ATTRIBUTED TO OTTO VAN VEEN (1556-1629)
PORTRAIT OF DUKE ALESSANDRO FARNESE ( 1545-1592)
£50,000
Auction: 6 December 2002 at 12:00 GMT
Description
Half length in white and gold armour, wearing the insignia of The Order of the Golden Fleece, within a gold cartouche of fabulous figures surmounted by Alexander the Great hurling thunderbolts; beneath an extensive Latin inscription within a stylised frame flanked by winged masks; all against a green curtain.Oil, heightened with gold on copper
20.25cm x 13cm (8in x 5.125in)
Footnote
Note: The painting must date from after 1585 when Alessandro received the Order of the Golden Fleece from Phillip 11 of Spain, his mother's half brother, for his conquering of the City of Antwerp. As a reward Philip returned to Alessandro's father, Duke Ottavio (died 1586) the City of Piacenza and it is to the re-unification of that City with that of Parma to which the Latin text refers ".....Marte, tua sceptum tibi iuncta Placentia Parma......"This inscription differs not only in this particular reference but in some other respects from that which appears in the engraving by Gijsbert Van Veen (1562-1628) after his elder brother Otto's (lost?) original. Though not dated the engraving which is inscribed " Orto et Gisbertus Venij fres finx et f." is probably from considerably after 1586 (when Alessandro succeeded his father as Duke of both Parma and Piacenza) at a time when it was felt superfluous to mention both territorial titles, so pertinent in 1585 when Otto entered Alessandro's service. Whilst Otto van Veen is generally better known both as the master Rubens and the painter of large scale works he would necessarily have adapted his generally broader technique to the scale and the technical requirements of a small copper due to be engraved. Having studied in Italy for five years from 1574 under Federico Zucchero and then having worked in the 1580's at the Court of Rudolf 11 in Prague where there was considerable interest and activity in the field of portrait medals an attribution to Otto van Veen is not unreasonable. Another portrait by Otto van Veen of Alessandro Farnese also bust length is in the Musee des Beaux Arts, Brussels (Inv. no 1327).

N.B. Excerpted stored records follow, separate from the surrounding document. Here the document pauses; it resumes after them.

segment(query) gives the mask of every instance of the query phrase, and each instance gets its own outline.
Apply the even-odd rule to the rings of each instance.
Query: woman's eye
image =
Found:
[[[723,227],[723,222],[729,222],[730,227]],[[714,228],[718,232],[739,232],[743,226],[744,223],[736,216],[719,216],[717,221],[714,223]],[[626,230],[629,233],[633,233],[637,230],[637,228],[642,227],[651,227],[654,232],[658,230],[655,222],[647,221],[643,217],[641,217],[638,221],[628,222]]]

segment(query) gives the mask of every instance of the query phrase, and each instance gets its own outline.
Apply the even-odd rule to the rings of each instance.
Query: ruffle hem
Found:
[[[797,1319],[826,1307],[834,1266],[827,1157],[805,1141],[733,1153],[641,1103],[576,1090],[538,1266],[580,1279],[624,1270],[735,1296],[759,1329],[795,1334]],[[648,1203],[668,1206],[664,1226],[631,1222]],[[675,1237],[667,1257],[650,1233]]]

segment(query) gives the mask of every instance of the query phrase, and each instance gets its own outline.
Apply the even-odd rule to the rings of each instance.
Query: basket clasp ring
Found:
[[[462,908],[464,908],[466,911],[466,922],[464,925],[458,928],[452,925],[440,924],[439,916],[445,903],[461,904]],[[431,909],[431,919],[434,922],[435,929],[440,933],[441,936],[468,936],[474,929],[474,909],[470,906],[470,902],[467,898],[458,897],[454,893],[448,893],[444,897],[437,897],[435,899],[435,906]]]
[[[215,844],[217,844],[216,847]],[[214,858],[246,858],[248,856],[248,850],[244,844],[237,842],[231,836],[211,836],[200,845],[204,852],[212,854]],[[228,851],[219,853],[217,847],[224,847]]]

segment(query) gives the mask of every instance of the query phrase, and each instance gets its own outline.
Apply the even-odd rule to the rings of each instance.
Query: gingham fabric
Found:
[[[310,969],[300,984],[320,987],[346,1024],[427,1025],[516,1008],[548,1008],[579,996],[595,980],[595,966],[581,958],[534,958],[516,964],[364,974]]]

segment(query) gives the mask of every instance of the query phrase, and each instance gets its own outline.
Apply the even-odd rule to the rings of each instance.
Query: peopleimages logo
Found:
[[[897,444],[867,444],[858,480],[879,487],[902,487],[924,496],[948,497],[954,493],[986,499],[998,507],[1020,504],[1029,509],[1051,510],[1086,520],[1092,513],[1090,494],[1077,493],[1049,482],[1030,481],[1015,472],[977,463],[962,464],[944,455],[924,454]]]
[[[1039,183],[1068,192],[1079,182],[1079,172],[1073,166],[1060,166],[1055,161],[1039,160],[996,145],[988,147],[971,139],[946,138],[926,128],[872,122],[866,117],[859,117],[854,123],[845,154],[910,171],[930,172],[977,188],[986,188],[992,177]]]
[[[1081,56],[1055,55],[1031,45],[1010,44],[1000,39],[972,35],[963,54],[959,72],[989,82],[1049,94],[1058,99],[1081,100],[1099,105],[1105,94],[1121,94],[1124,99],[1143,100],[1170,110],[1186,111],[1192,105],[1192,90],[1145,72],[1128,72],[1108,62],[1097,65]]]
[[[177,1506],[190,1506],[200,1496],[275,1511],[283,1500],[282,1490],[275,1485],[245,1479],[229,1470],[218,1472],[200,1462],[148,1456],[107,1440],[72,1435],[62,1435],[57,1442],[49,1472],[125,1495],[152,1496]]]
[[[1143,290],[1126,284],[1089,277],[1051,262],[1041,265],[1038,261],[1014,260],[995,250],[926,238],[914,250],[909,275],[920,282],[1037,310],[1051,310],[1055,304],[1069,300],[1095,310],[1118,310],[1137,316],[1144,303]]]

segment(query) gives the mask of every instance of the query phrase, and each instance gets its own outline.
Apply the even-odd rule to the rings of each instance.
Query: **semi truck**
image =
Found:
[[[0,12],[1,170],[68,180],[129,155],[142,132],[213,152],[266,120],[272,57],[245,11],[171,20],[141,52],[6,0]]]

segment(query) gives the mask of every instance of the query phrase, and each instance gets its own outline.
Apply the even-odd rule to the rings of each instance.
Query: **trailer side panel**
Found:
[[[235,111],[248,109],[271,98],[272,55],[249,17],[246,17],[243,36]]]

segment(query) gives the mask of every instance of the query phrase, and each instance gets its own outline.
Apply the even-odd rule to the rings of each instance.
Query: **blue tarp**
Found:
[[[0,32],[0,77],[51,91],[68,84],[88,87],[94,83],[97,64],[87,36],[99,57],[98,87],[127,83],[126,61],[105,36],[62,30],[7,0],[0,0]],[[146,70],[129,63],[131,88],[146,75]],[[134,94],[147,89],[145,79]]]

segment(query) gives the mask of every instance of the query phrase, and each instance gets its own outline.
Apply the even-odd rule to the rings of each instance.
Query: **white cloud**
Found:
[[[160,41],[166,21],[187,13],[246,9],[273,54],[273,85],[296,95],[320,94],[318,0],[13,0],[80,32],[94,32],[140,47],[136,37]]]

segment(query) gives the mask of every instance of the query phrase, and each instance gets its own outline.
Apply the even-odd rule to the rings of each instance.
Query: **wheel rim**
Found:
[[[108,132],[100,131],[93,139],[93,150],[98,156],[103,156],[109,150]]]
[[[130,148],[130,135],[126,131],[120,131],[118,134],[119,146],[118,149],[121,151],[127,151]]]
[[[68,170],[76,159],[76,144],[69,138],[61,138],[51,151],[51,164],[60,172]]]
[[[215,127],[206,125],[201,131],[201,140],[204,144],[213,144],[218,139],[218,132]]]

We are grateful to Dr R.Ekkart of the Rijksbureau voor Kunsthistorische Documentatie for his opinion, given on the basis of a photograph, that this is very possibly the lost original by Otto van Veen.
Alessandro Farnese (1546-1592), prince and later Duke of Parma was Philip II of Spain's nephew. A cosmopolitan member of Europe's aristocracy as a young man he had visited England and was spoken of as a possible bridegroom to the then Princess Elizabeth. By the early 1570's he was a staff officer in the Spanish Mediterranean fleet before in 1578, although still only 32 he took charge of the Army in Flanders. In January 1581 Parma embarked upon a grand stategy that within four years would double the size of the Spanish Netherlands ending in the capture of Antwerp in 1585. Parma's military reputation as refered to the inscription on the painting is confirmed by a contemporary source Sir Roger Williams. Williams, third-in-command of the British army which awaited the Armada wrote "To speak truth no army that ever I saw, passes that of the Duke of Parma for discipline and good order." In 1585 Parma submitted a 28 page letter to Philip II for the invasion of England and it is arguable that had Philip not decided to wait for the fleet from Spain to unite with the army in the Netherlands prior to an invasion, Parma may have been sucessful. The failure of the Armada in 1588 cleared away many illusions about the power of Spain and encouraged English and Dutch attacks on Iberian possessions overseas. With Spain's ascendancy on the wane, so was Parma's, he died shortly after in 1592.